To investigate my issue I pulled the cluster details and found that all the clusters failed to execute the step function and all of them failed with the same issue.
com.amazon.ws.emr.hadoop.fs.shaded.com.amazonaws.services.s3.model.AmazonS3Exception: Slow Down (Service: Amazon S3; Status Code: 503; Error Code: 503 Slow Down; Request ID: B45741D03; S3 Extended Request ID: ZK7GWdk03GRanA0EGKSQBYV48PxSkWQgepd2ke795DPLxliAiaYPwF7kIj1q+=), S3 Extended Request ID: ZK7GWdk03GRanA0EGKSQBYV48PxSkWQgepd2ke795v97zIYs=
Looking further into the same step function error logs, I also found the following error:
Error: java.lang.RuntimeException: Reducer task failed to copy 488 files: s3://wogaa-snowplow-production-sentiments-kinesis/2020-01-15-4960066067674028270618312387666095132115106-496006606767402827061831029376723819246242.gz etc
Taking it further, I found for your s3-dist-cp job there were 31 reduce jobs launched out of which 13 passed and the rest of them failed. This was because the s3-dist-cp command launches as many reducers as possible to increase speed up the copy. This is usually effective in getting the copy done as soon as possible. However, when the EMR cluster is big, you can quickly reach the API rate limit imposed by S3, which is described in the following AWS documentation. When you copy data from HDFS to S3, the corresponding rate limit is 3,500 PUT requests per second.

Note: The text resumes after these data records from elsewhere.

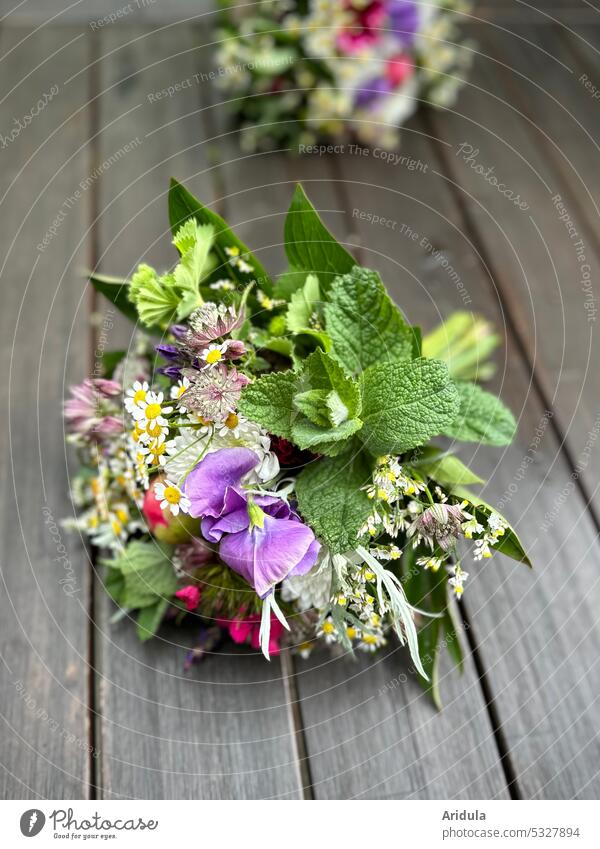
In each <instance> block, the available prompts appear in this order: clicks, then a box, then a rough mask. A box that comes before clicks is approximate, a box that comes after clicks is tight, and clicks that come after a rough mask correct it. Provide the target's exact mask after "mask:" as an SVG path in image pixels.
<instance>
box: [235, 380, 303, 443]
mask: <svg viewBox="0 0 600 849" xmlns="http://www.w3.org/2000/svg"><path fill="white" fill-rule="evenodd" d="M297 381H298V375H297V373H296V372H293V371H279V372H273V373H272V374H265V375H263V376H262V377H259V378H258V379H257V380H255V381H254V383H251V384H250V386H246V387H245V389H243V390H242V396H241V398H240V402H239V411H240V412H241V413H242V415H244V416H246V418H248V419H251V420H252V421H255V422H258V424H261V425H262V426H263V427H264V428H266V430H268V431H269V433H274V434H275V435H276V436H281V437H283V438H284V439H291V438H292V422H293V421H294V419H296V418H297V417H298V416H299V415H300V414H299V413H298V411H297V410H296V409H295V407H294V395H295V394H296V390H297Z"/></svg>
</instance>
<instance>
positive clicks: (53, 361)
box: [0, 28, 92, 799]
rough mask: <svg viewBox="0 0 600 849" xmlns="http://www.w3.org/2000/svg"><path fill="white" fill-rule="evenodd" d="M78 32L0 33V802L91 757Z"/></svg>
mask: <svg viewBox="0 0 600 849" xmlns="http://www.w3.org/2000/svg"><path fill="white" fill-rule="evenodd" d="M78 36H79V33H78V32H77V31H74V30H71V29H63V30H60V31H57V30H52V29H47V30H44V31H40V32H38V33H33V32H31V31H29V30H26V29H21V28H17V29H4V31H3V32H2V35H1V40H0V48H1V50H2V55H1V58H0V67H1V68H2V71H1V73H0V80H1V82H0V101H1V105H0V131H1V132H2V138H3V142H2V149H1V150H0V199H1V200H0V203H1V209H2V213H3V214H2V221H3V225H2V232H1V234H0V256H1V257H2V261H1V265H0V278H1V279H0V287H1V289H2V310H0V346H1V350H2V359H3V363H4V368H3V369H2V374H1V376H0V383H1V387H2V388H1V391H2V396H3V398H4V399H5V403H4V404H3V410H2V426H1V429H0V433H1V434H2V436H1V440H0V481H1V483H0V486H1V494H0V500H1V503H2V511H1V512H2V520H1V523H2V524H1V530H0V536H1V538H2V558H1V559H2V578H1V580H2V583H1V591H0V621H1V622H2V638H1V644H0V653H1V656H2V663H1V664H0V715H1V717H2V721H1V722H0V749H1V751H2V755H1V764H2V769H0V797H1V798H3V799H6V798H34V797H39V798H66V799H72V798H86V796H87V793H88V783H89V771H90V763H91V761H92V757H91V753H90V749H89V747H90V744H91V739H90V734H89V727H88V687H87V678H88V657H87V648H86V647H87V630H88V608H89V580H88V575H89V564H88V562H87V557H86V554H85V552H84V549H83V547H82V545H81V544H80V541H79V539H78V538H77V537H76V536H75V535H69V534H68V533H67V532H66V531H65V530H64V529H63V528H62V527H60V525H59V522H60V520H61V519H63V518H64V517H66V516H69V515H72V513H73V508H72V506H71V503H70V498H69V495H68V480H67V454H66V452H65V448H64V436H63V424H62V416H61V399H62V398H63V396H64V394H65V392H66V387H67V385H68V384H69V383H71V382H75V381H78V380H81V379H82V377H83V376H84V374H85V372H86V371H87V365H86V361H87V355H88V346H87V322H86V316H85V300H86V299H85V296H84V294H83V293H84V289H85V287H84V284H83V282H82V280H81V277H80V275H79V268H80V267H81V266H82V265H84V263H85V251H84V250H83V248H82V243H83V239H84V236H85V226H86V218H87V204H88V198H87V196H86V195H85V193H83V192H80V186H79V183H80V181H81V180H82V179H83V178H84V177H85V175H86V173H87V168H88V161H87V149H86V143H87V137H88V136H87V132H88V124H87V107H86V102H87V89H86V85H85V79H81V80H80V81H79V82H77V83H75V84H71V85H66V84H65V79H66V78H67V77H68V76H69V75H70V74H72V73H73V72H74V71H76V70H79V69H80V68H81V67H83V66H84V65H85V64H86V62H87V48H86V42H85V39H84V38H81V37H78ZM33 57H35V60H34V59H33ZM53 86H56V87H57V89H56V92H55V91H54V89H53ZM51 90H52V91H51ZM44 94H46V95H48V94H50V95H51V96H50V98H49V100H48V102H47V103H46V105H45V108H42V109H41V110H40V111H39V113H38V114H36V116H35V117H33V119H32V120H31V121H30V122H29V123H28V125H27V126H25V127H21V129H20V130H18V132H16V128H18V127H19V125H18V124H16V123H14V121H16V120H17V119H21V118H22V116H24V115H26V114H31V113H30V110H31V109H32V108H34V107H35V108H36V111H37V107H36V104H37V103H38V101H39V100H40V98H41V97H42V96H43V95H44ZM12 131H15V132H16V136H13V137H11V132H12ZM5 139H8V141H6V143H5V141H4V140H5ZM77 192H80V194H79V195H77V196H76V193H77ZM61 214H62V215H64V219H63V220H61V221H60V222H58V223H56V219H57V217H58V216H59V215H61ZM53 223H54V232H53V233H50V228H51V227H52V226H53ZM45 234H48V238H47V245H46V246H43V248H42V249H41V250H40V249H39V248H36V246H37V245H40V243H42V240H43V239H44V236H45ZM69 453H70V452H69Z"/></svg>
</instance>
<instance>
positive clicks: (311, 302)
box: [286, 274, 321, 333]
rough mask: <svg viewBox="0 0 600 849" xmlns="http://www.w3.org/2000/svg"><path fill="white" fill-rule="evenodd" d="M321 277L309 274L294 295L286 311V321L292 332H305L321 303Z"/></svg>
mask: <svg viewBox="0 0 600 849" xmlns="http://www.w3.org/2000/svg"><path fill="white" fill-rule="evenodd" d="M320 298H321V294H320V289H319V278H318V277H317V276H316V275H314V274H309V275H308V276H307V278H306V281H305V283H304V286H303V287H302V288H301V289H298V290H297V291H296V292H294V294H293V295H292V297H291V299H290V303H289V305H288V309H287V313H286V323H287V326H288V330H289V331H290V332H291V333H304V332H305V331H306V330H307V329H308V328H309V325H310V320H311V317H312V315H313V313H314V311H315V309H316V307H317V306H318V305H319V303H320Z"/></svg>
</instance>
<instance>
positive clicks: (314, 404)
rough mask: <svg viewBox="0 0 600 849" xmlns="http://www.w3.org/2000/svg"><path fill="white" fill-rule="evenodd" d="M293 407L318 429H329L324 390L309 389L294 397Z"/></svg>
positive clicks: (328, 418) (328, 417)
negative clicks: (307, 419)
mask: <svg viewBox="0 0 600 849" xmlns="http://www.w3.org/2000/svg"><path fill="white" fill-rule="evenodd" d="M294 407H295V408H296V409H297V410H298V411H299V412H301V413H304V415H305V416H306V417H307V418H308V419H310V421H311V422H312V423H313V424H316V425H319V426H320V427H330V426H331V422H330V421H329V416H328V414H327V412H328V411H327V391H326V390H325V389H309V390H308V391H307V392H300V393H299V394H298V395H296V396H295V397H294Z"/></svg>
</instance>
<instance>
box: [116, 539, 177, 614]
mask: <svg viewBox="0 0 600 849" xmlns="http://www.w3.org/2000/svg"><path fill="white" fill-rule="evenodd" d="M113 565H114V568H116V569H120V571H121V574H122V575H123V578H124V580H125V586H124V589H123V591H122V593H121V594H120V598H121V601H120V603H121V605H122V606H123V607H130V608H135V607H149V606H150V605H153V604H155V603H156V602H157V600H158V599H160V598H165V597H166V598H168V599H170V598H171V596H172V595H173V593H174V592H175V590H176V589H177V578H176V577H175V572H174V571H173V564H172V563H171V548H169V547H168V546H161V545H160V544H159V543H157V542H141V541H140V540H134V541H133V542H130V543H129V545H127V547H126V548H125V550H124V551H123V552H122V554H120V555H119V557H118V558H117V560H116V561H113Z"/></svg>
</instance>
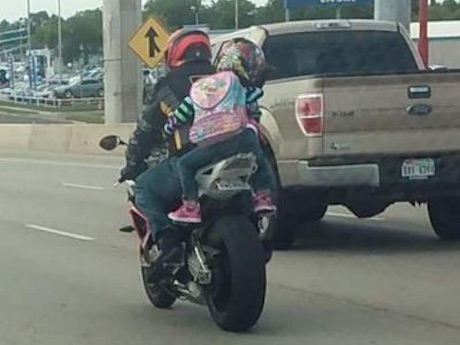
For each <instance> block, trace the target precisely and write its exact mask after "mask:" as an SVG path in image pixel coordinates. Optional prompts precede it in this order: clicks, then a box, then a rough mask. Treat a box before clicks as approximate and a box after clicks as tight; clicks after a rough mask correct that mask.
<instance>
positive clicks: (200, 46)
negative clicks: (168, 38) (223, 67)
mask: <svg viewBox="0 0 460 345" xmlns="http://www.w3.org/2000/svg"><path fill="white" fill-rule="evenodd" d="M211 58H212V53H211V42H210V40H209V36H208V34H206V33H205V32H204V31H202V30H197V29H191V30H190V29H189V30H187V29H179V30H177V31H175V32H174V33H173V34H172V35H171V37H169V40H168V50H167V51H166V65H167V66H168V67H170V68H171V67H173V68H174V67H179V66H181V65H183V64H184V63H186V62H190V61H209V62H210V61H211Z"/></svg>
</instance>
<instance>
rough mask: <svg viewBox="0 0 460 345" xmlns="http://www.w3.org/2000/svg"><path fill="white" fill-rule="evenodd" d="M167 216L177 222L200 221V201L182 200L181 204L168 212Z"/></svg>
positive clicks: (195, 222)
mask: <svg viewBox="0 0 460 345" xmlns="http://www.w3.org/2000/svg"><path fill="white" fill-rule="evenodd" d="M168 217H169V219H171V220H173V221H175V222H178V223H194V224H198V223H201V209H200V203H198V202H196V201H186V200H184V201H183V203H182V206H181V207H179V208H178V209H177V210H176V211H174V212H171V213H170V214H168Z"/></svg>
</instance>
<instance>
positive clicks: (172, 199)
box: [135, 157, 182, 235]
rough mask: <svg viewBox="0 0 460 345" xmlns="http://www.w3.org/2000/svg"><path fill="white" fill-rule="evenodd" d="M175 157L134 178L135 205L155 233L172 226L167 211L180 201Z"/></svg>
mask: <svg viewBox="0 0 460 345" xmlns="http://www.w3.org/2000/svg"><path fill="white" fill-rule="evenodd" d="M176 161H177V158H175V157H172V158H169V159H167V160H165V161H163V162H161V163H159V164H157V165H155V166H153V167H151V168H150V169H148V170H147V171H145V172H144V173H143V174H141V175H140V176H139V177H138V178H137V179H136V187H135V193H136V206H137V207H138V208H139V210H140V211H141V212H142V213H143V214H144V215H145V216H146V217H147V219H148V221H149V225H150V228H151V229H152V231H153V233H154V234H155V235H156V234H158V232H161V231H163V230H165V229H167V228H169V227H171V226H172V222H171V220H170V219H169V218H168V216H167V215H168V213H169V212H171V211H174V209H175V208H177V207H178V206H179V204H180V201H181V192H182V190H181V186H180V182H179V178H178V176H177V173H176V171H175V166H176Z"/></svg>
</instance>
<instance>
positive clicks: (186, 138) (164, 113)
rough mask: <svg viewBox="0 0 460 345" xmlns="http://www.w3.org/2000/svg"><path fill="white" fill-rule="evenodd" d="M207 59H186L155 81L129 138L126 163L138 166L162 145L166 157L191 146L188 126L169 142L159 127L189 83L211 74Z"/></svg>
mask: <svg viewBox="0 0 460 345" xmlns="http://www.w3.org/2000/svg"><path fill="white" fill-rule="evenodd" d="M213 72H214V68H213V67H212V65H211V64H210V63H208V62H189V63H187V64H185V65H182V66H181V67H178V68H175V69H173V70H171V71H170V72H169V73H168V74H167V75H166V76H165V77H164V78H162V79H160V80H159V81H158V83H157V84H156V86H155V88H154V90H153V92H152V95H151V99H150V100H149V104H148V105H147V106H146V108H145V110H144V111H143V113H142V115H141V118H140V119H139V121H138V123H137V127H136V129H135V131H134V133H133V135H132V137H131V139H130V141H129V145H128V149H127V150H126V159H127V161H128V164H129V165H140V164H142V163H143V161H144V160H145V159H146V158H148V157H149V155H150V153H151V152H152V150H154V149H160V150H161V149H164V148H166V149H167V151H168V154H169V155H170V156H174V155H177V154H180V153H182V152H185V151H186V149H187V148H188V147H190V146H191V144H190V142H189V139H188V128H182V129H181V130H180V133H179V134H176V135H175V136H174V137H173V138H171V140H169V142H165V141H164V138H163V127H164V125H165V123H166V121H167V119H168V114H170V113H171V112H173V111H174V110H175V109H176V108H177V107H178V106H179V104H180V103H181V102H182V100H183V99H184V98H185V97H186V96H188V94H189V92H190V88H191V85H192V82H193V81H194V80H195V79H196V78H198V77H199V76H202V75H207V74H212V73H213Z"/></svg>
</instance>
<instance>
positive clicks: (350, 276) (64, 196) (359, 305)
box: [0, 152, 460, 345]
mask: <svg viewBox="0 0 460 345" xmlns="http://www.w3.org/2000/svg"><path fill="white" fill-rule="evenodd" d="M121 163H122V161H121V159H120V158H113V157H81V156H70V155H66V156H62V155H54V154H32V153H30V154H17V153H11V152H0V210H1V211H0V236H1V240H0V306H1V307H0V320H1V322H0V344H1V345H13V344H15V345H16V344H18V345H32V344H33V345H41V344H43V345H45V344H46V345H57V344H59V345H63V344H64V345H74V344H75V345H93V344H94V345H96V344H97V345H118V344H120V345H121V344H123V345H126V344H129V345H138V344H139V345H140V344H157V345H163V344H168V345H172V344H174V345H175V344H192V345H194V344H200V345H207V344H209V345H211V344H219V345H225V344H236V343H238V344H255V345H259V344H260V345H262V344H263V345H271V344H273V345H279V344H296V345H298V344H312V345H321V344H331V345H332V344H340V345H344V344H350V345H360V344H382V345H383V344H384V345H388V344H392V345H398V344H402V345H411V344H417V345H424V344H426V345H434V344H442V345H458V344H459V343H460V298H459V292H460V273H459V268H458V267H459V263H460V244H449V243H442V242H440V241H438V240H437V239H436V237H435V236H434V235H433V234H432V231H431V228H430V226H429V223H428V221H427V217H426V210H425V209H424V208H420V209H414V208H412V207H411V206H406V205H398V206H394V207H392V208H390V209H389V210H388V211H387V212H386V213H384V214H382V215H381V216H379V217H378V218H374V219H370V220H361V221H360V220H356V219H353V218H351V217H350V215H349V213H348V212H346V211H345V210H344V209H342V208H333V209H331V211H330V213H329V215H328V216H327V217H326V219H325V220H324V221H323V222H322V223H320V224H319V225H316V226H314V227H306V228H305V229H304V232H303V235H302V238H300V239H299V241H298V243H297V246H296V248H295V250H293V251H291V252H283V253H281V252H278V253H276V254H275V257H274V259H273V261H272V262H271V263H270V265H269V268H268V273H269V275H268V280H269V285H268V295H267V303H266V308H265V311H264V313H263V317H262V318H261V320H260V322H259V324H258V325H257V327H256V328H255V329H254V330H253V331H252V332H250V333H248V334H243V335H235V334H228V333H224V332H222V331H220V330H219V329H217V328H216V327H215V326H214V324H213V322H212V320H211V318H210V317H209V315H208V313H207V310H206V309H205V308H202V307H199V306H195V305H192V304H189V303H187V302H179V303H177V304H176V305H175V307H174V308H173V310H171V311H159V310H155V309H154V308H153V307H152V306H151V305H149V302H148V300H147V298H146V297H145V296H144V294H143V291H142V287H141V282H140V279H139V272H138V259H137V252H136V242H135V240H134V238H132V237H131V236H129V235H123V234H121V233H119V232H117V231H116V229H117V228H118V227H119V226H120V225H124V224H126V222H127V221H128V217H127V215H126V214H125V210H126V205H125V195H124V190H123V189H122V188H120V189H117V190H115V189H113V188H112V183H113V181H114V180H115V179H116V177H117V173H118V167H119V166H120V165H121Z"/></svg>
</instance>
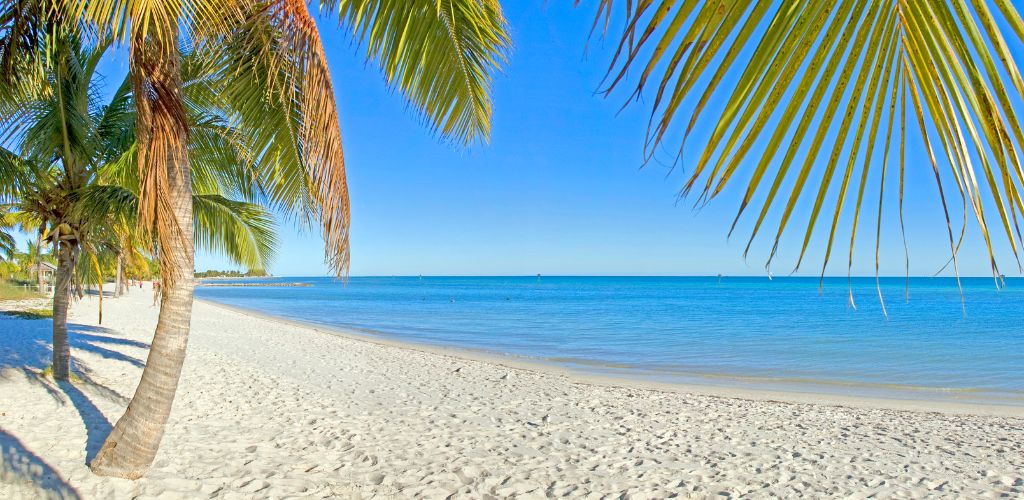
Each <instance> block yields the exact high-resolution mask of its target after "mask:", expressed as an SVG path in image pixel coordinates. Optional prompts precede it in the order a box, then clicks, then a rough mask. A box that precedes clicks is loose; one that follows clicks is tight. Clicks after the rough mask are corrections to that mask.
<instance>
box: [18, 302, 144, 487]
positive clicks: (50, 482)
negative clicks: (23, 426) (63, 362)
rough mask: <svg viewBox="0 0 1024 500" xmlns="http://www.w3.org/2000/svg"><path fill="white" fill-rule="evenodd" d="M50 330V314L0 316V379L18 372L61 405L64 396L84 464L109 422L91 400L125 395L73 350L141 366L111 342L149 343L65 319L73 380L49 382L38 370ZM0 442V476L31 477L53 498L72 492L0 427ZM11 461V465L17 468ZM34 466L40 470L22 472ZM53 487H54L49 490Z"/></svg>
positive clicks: (116, 360) (48, 348)
mask: <svg viewBox="0 0 1024 500" xmlns="http://www.w3.org/2000/svg"><path fill="white" fill-rule="evenodd" d="M52 334H53V333H52V322H51V321H50V320H28V319H19V318H13V317H0V379H12V378H14V377H16V376H17V375H22V376H24V377H25V379H26V380H28V382H29V383H31V384H33V385H34V386H37V387H39V388H42V389H43V390H44V391H45V392H46V394H47V395H49V397H50V398H51V399H53V400H54V401H55V402H56V403H57V404H59V405H61V406H66V405H68V403H69V402H70V403H71V405H72V406H74V408H75V410H76V411H77V412H78V414H79V417H80V418H81V419H82V423H83V424H84V425H85V429H86V443H85V463H86V464H88V463H89V462H91V461H92V459H93V457H95V455H96V453H98V452H99V448H100V447H101V446H102V444H103V441H104V440H105V439H106V436H108V435H109V434H110V432H111V430H112V428H113V427H112V425H111V423H110V421H109V420H108V419H106V417H105V416H104V415H103V413H102V412H101V411H100V410H99V408H98V407H97V406H96V405H95V404H94V403H93V401H94V399H95V398H97V397H98V398H102V399H106V400H109V401H112V402H116V403H118V404H119V405H127V404H128V399H127V398H125V397H124V395H123V394H121V393H120V392H118V391H116V390H114V389H112V388H110V387H106V386H105V385H103V384H101V383H98V382H96V381H95V380H94V379H93V378H92V376H91V370H89V367H88V366H86V365H85V364H83V363H81V362H79V361H78V360H77V359H76V356H77V353H79V352H82V351H86V352H91V353H94V355H97V356H100V357H102V358H105V359H109V360H115V361H119V362H123V363H128V364H130V365H132V366H135V367H139V368H141V367H142V366H143V365H144V363H143V362H142V361H141V360H139V359H137V358H135V357H132V356H129V355H126V353H124V352H121V351H119V350H116V348H117V347H118V346H128V347H137V348H143V349H147V348H148V347H150V344H147V343H145V342H139V341H136V340H131V339H127V338H124V337H122V336H120V335H118V333H117V332H115V331H113V330H111V329H108V328H103V327H97V326H89V325H79V324H73V323H69V324H68V337H69V342H70V343H71V346H72V370H73V372H74V382H54V381H53V380H52V379H51V378H49V377H47V376H44V375H43V371H44V370H45V369H46V368H47V367H48V366H50V362H51V358H52V344H51V340H52ZM0 445H2V446H3V451H4V457H3V462H2V464H3V467H4V468H3V470H2V471H0V472H2V473H3V474H5V475H4V477H6V476H7V475H9V474H12V473H16V475H15V476H16V477H22V478H23V480H24V481H32V482H34V483H37V486H39V488H42V489H44V490H47V491H55V492H57V493H58V494H57V495H56V496H57V497H58V498H78V494H77V493H76V492H75V491H74V489H72V488H71V487H70V486H68V485H67V484H65V483H63V481H62V480H60V478H59V475H58V474H57V473H56V472H55V471H53V470H52V468H51V467H50V466H49V465H48V464H46V463H45V462H44V461H42V460H41V459H39V457H37V456H35V455H34V454H32V453H31V452H29V451H28V450H27V449H25V447H24V446H22V444H20V442H18V441H17V439H16V438H14V436H13V435H11V434H8V433H4V432H3V430H2V429H0ZM15 455H16V456H15ZM18 457H20V458H18ZM26 457H29V458H26ZM11 467H16V468H17V470H14V469H12V468H11ZM8 469H11V470H14V471H11V470H8ZM38 470H43V472H39V473H35V472H34V473H29V472H27V471H38ZM37 480H38V482H37ZM5 481H7V480H5ZM57 487H59V488H57ZM54 488H57V490H53V489H54Z"/></svg>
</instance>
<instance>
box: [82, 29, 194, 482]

Can I can reduce the request rate by limiting the number of reducers writing to S3 using property -Dmapreduce.job.reduces=X. Reducing the number of reducers might slow down the job but it can help in completing it successfully without any S3 issues
Or do you have any good solution for this? This is a very painful issue for me from 2 weeks.